As far as I know there are three distinct seperate morphs. 

True sipaliwini 
Yellow sipaliwini
Green/Blue sipaliwini - same morph just throw both colors. 

I could be wrong but this is my understanding of the spread.


----------



## MELLOWROO421 (Feb 21, 2007)

I have been told that the true sips and the yellow/green sips were 2 different locales. The yellow/greens coming in together originally and being separated by color. I don't know about the blues... I thought that for the most part, blues were considered the same as true's. If that's the case than there would only be 2 separate locales. Hopefully someone will correct me if that is not the case. I still would keep the blues and the greens separate, but that's just me. The yellow and green I would want to research and get an opinion on from the general hobby as to whether that should be considered standard. As of now, I would keep them separate as well. I had a pair of WC green sips that bred very true to their color. A friend of mine had a pair of older line green sips that had a pretty good variety of yellow and green offspring. Never threw a blue offspring that I remember. I have also never heard of a blue sip pair producing yellow/green offspring. I would think that if they were in fact from the same locale than they would have variable offspring. 

What does the hobby as a whole think of the practice of keeping yellow/blue/green sips together for breeding purposes?


----------



## Taron (Sep 23, 2009)

tachikoma said:


> As far as I know there are three distinct seperate morphs.
> 
> True sipaliwini
> Yellow sipaliwini
> ...


I agree with this 

dart frogs, fish, plants, and tons of other critters


----------



## Pacblu202 (May 8, 2012)

MELLOWROO421 said:


> What does the hobby as a whole think of the practice of keeping yellow/blue/green sips together for breeding purposes?

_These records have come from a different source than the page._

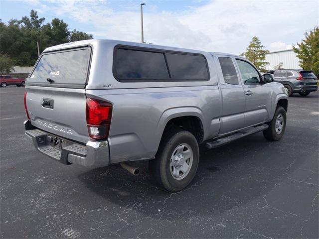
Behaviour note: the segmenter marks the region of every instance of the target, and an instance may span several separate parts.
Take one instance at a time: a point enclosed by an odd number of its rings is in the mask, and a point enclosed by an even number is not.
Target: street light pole
[[[141,3],[141,41],[144,43],[144,32],[143,31],[143,5],[145,3]]]
[[[36,45],[38,47],[38,57],[40,57],[40,49],[39,48],[39,41],[36,41]]]

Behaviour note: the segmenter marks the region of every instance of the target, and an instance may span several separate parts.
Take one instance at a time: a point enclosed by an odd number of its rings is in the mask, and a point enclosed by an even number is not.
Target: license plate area
[[[58,137],[49,135],[48,136],[48,140],[50,146],[58,150],[62,150],[63,144],[65,143],[63,139]]]

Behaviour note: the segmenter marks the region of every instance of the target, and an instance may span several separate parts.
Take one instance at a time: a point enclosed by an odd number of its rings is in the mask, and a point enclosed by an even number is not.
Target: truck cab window
[[[241,60],[236,60],[241,77],[245,85],[257,85],[261,83],[259,73],[249,63]]]
[[[231,58],[219,57],[218,60],[225,82],[231,85],[238,85],[238,77]]]

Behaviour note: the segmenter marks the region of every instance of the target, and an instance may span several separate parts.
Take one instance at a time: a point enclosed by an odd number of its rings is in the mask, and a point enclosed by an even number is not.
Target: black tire
[[[309,95],[310,94],[310,92],[300,92],[299,93],[299,95],[300,95],[301,96],[303,96],[304,97],[307,96],[308,95]]]
[[[284,85],[284,86],[288,90],[288,96],[290,97],[293,95],[293,88],[289,85]]]
[[[278,132],[276,130],[276,120],[277,118],[281,115],[283,119],[283,126],[281,130]],[[284,135],[285,130],[286,129],[286,125],[287,124],[287,116],[286,115],[286,111],[281,106],[279,106],[276,110],[274,118],[272,120],[268,123],[269,127],[266,130],[263,131],[265,137],[270,141],[278,141]]]
[[[172,163],[171,157],[173,154],[177,156],[176,148],[182,147],[184,145],[187,146],[183,148],[187,149],[189,146],[192,152],[192,163],[186,174],[178,176],[180,179],[177,179],[171,173],[174,167],[170,166]],[[149,161],[149,168],[151,175],[155,177],[156,182],[160,186],[169,192],[177,192],[186,187],[192,181],[196,175],[199,161],[199,149],[196,138],[188,131],[173,128],[163,136],[156,158]],[[189,161],[189,164],[190,162]],[[184,163],[187,163],[185,161]]]

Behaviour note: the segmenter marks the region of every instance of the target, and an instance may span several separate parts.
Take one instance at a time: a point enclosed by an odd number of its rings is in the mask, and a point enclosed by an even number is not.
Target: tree
[[[278,65],[276,65],[276,66],[275,66],[274,69],[277,70],[281,70],[282,69],[284,69],[284,63],[283,63],[282,62],[280,62]]]
[[[71,32],[70,41],[81,41],[93,39],[93,36],[91,34],[87,34],[83,31],[78,31],[75,29]]]
[[[294,51],[300,59],[301,66],[305,70],[312,70],[319,74],[319,27],[305,33],[305,38],[298,47],[293,46]]]
[[[0,53],[0,73],[8,74],[12,71],[14,61],[7,54]]]
[[[7,23],[0,19],[0,45],[3,54],[7,54],[20,66],[32,66],[38,58],[36,42],[39,41],[40,52],[49,46],[70,41],[92,39],[88,34],[74,29],[70,32],[68,24],[63,20],[54,18],[45,23],[36,11],[31,10],[29,16],[21,19],[11,19]]]
[[[265,67],[269,64],[265,62],[266,54],[269,51],[264,50],[264,46],[261,45],[261,41],[258,37],[254,36],[246,49],[246,52],[240,54],[250,61],[261,72],[266,71]]]

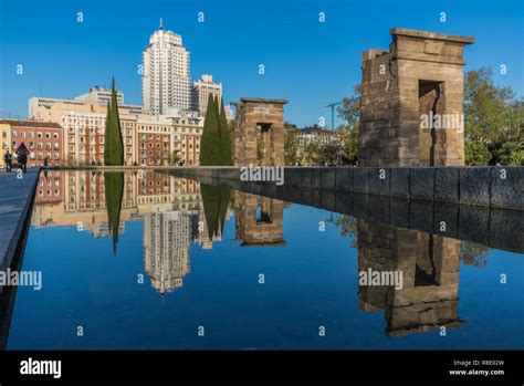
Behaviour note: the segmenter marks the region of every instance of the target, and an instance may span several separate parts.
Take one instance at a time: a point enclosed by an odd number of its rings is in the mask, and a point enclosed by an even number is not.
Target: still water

I swear I posted this already but seems to be gone...As far as I know they are okay with it, I asked before about mix species and someone reccomended sips since its okay to 'interbreed' them because they are the same


----------



## RedEyeTroyFrog (Jan 25, 2008)

Thanks guys, I was a bit dissapointed when I recieved the female because it was sold to me as a green sip but it clearly looks blue, so I asked a reputable breeder of green sips, who this guy seems to supply a large number of green sips to the hobby, and I asked him if I should trade the blue looking one out for a green, and he said no an that he would breed what I had. So that's what I did. I do plan on getting more green sips and breeding Green male with a green female to see how the offspring differ. 

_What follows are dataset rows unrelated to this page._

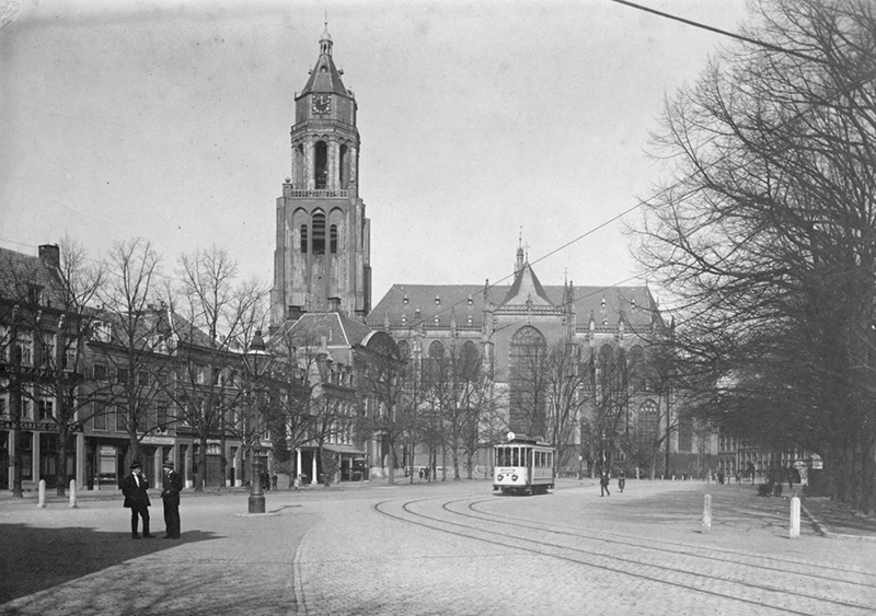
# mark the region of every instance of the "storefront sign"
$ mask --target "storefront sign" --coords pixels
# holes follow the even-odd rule
[[[173,437],[143,437],[140,442],[145,445],[172,445],[175,441]]]
[[[14,430],[16,428],[16,426],[15,426],[14,421],[3,420],[3,421],[0,421],[0,428],[2,428],[4,430]],[[19,423],[18,428],[21,428],[22,430],[30,430],[30,431],[43,430],[43,431],[46,431],[46,432],[54,432],[54,431],[57,431],[57,429],[58,429],[57,426],[55,426],[55,423],[53,423],[50,421],[47,422],[47,423],[37,423],[36,421],[22,421],[22,422]],[[81,432],[82,431],[82,426],[80,423],[72,423],[68,428],[68,430],[70,432]]]

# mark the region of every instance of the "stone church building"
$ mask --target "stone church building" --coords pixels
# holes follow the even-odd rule
[[[621,465],[681,474],[703,468],[706,445],[698,442],[672,393],[662,391],[647,368],[648,340],[669,335],[670,327],[646,286],[544,286],[518,248],[509,286],[396,283],[372,309],[371,228],[359,195],[358,106],[334,63],[327,25],[316,63],[296,93],[295,109],[291,168],[276,206],[272,332],[288,333],[296,324],[319,328],[313,324],[323,319],[302,315],[335,313],[373,335],[358,332],[354,341],[330,339],[327,330],[308,332],[322,340],[326,357],[366,356],[362,341],[387,348],[388,338],[419,372],[452,349],[476,356],[505,407],[483,432],[473,458],[481,469],[491,464],[489,445],[507,430],[549,437],[556,403],[527,381],[533,373],[530,350],[542,349],[546,358],[550,349],[562,347],[576,364],[566,379],[578,380],[564,442],[554,443],[565,452],[564,470]],[[667,432],[669,438],[661,438]],[[366,460],[372,477],[380,476],[391,458],[387,444],[346,438],[349,442],[337,444],[359,455],[357,462]],[[405,468],[435,465],[434,456],[427,462],[419,450],[396,449],[395,455],[396,465]]]

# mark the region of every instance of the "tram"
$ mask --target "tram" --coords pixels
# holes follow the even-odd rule
[[[508,432],[493,448],[493,489],[504,495],[543,495],[554,487],[554,448],[526,434]]]

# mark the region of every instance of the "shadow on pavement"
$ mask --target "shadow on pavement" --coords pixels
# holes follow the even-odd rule
[[[131,539],[70,526],[41,528],[0,524],[0,604],[81,578],[120,562],[160,553],[184,543],[218,538],[212,533],[184,532],[180,539]]]

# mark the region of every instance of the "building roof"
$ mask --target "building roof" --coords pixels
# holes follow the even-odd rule
[[[568,287],[540,283],[535,287],[537,282],[533,275],[533,304],[538,297],[541,300],[538,305],[563,305]],[[526,288],[523,282],[517,287],[489,287],[491,303],[504,310],[514,305],[525,310],[530,293],[520,291]],[[623,317],[626,326],[634,328],[649,327],[653,318],[660,318],[647,286],[574,287],[572,293],[578,327],[588,326],[591,317],[597,327],[616,327]],[[431,326],[437,315],[442,326],[449,325],[451,317],[458,326],[465,326],[471,316],[473,326],[480,328],[484,309],[484,284],[393,284],[368,315],[368,325],[384,328],[389,322],[392,327],[403,323],[413,327],[422,322]]]
[[[539,277],[532,271],[529,264],[523,265],[522,269],[517,272],[511,288],[508,289],[508,294],[499,305],[530,305],[550,306],[554,302],[548,299],[544,292],[544,287],[539,282]]]
[[[328,26],[326,24],[325,32],[320,38],[320,57],[316,59],[316,65],[310,71],[310,78],[307,85],[299,93],[299,95],[314,93],[333,92],[343,96],[350,96],[350,93],[344,88],[344,82],[341,80],[341,72],[335,67],[332,59],[332,35],[328,34]]]
[[[28,290],[39,287],[42,304],[65,310],[60,277],[42,258],[0,248],[0,297],[10,301],[25,301]]]
[[[303,335],[319,342],[324,337],[328,347],[355,347],[370,334],[370,327],[339,312],[308,312],[287,323],[273,338]]]

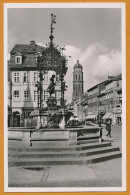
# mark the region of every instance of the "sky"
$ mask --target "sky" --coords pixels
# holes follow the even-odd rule
[[[120,8],[8,8],[8,57],[15,44],[49,42],[51,14],[56,15],[54,43],[71,56],[65,76],[72,98],[73,67],[83,66],[84,92],[121,73]]]

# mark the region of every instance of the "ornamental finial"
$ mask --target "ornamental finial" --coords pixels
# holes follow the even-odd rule
[[[51,14],[51,26],[50,26],[50,44],[52,45],[53,44],[53,31],[54,31],[54,27],[53,27],[53,24],[56,24],[56,16],[54,14]]]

Still curious to see if anyone else has ever done the same as what I did?


----------



## tachikoma (Apr 16, 2009)

Just to clarify on my source of information, Sean Stewart's site who I personally believe is reputable enough to take his word for in this matter has this to say about it.

True Sipaliwini:

This tinctorius was found within the Sipaliwini Savannah during an azureus collecting trip in the late 1990's. This tinctorius morph is a large morph with a light blue pattern on its dorsum and a yellow crest. Only a few exist collections today. *One of the few tinctorius morphs with known locality data*.


Yellow Sipaliwini:

Running North to South, the Corentyne River feeds the Sipaliwini River which courses through the Sipaliwini valleys of Southern Surinam into Northern Brazil. Along the Sipaliwini River many morphs of tinctorius have been collected..."blue sips", "green sips" and yes a few yellow ones. Those that have bred the "green sips" know many of the juveniles metamorphose as a yellow juvenile only later to turn lime-green. *These beautiful Yellow Sipaliwini River tinctorius are a distinct morph and are lemon yellow from froglet to adult*.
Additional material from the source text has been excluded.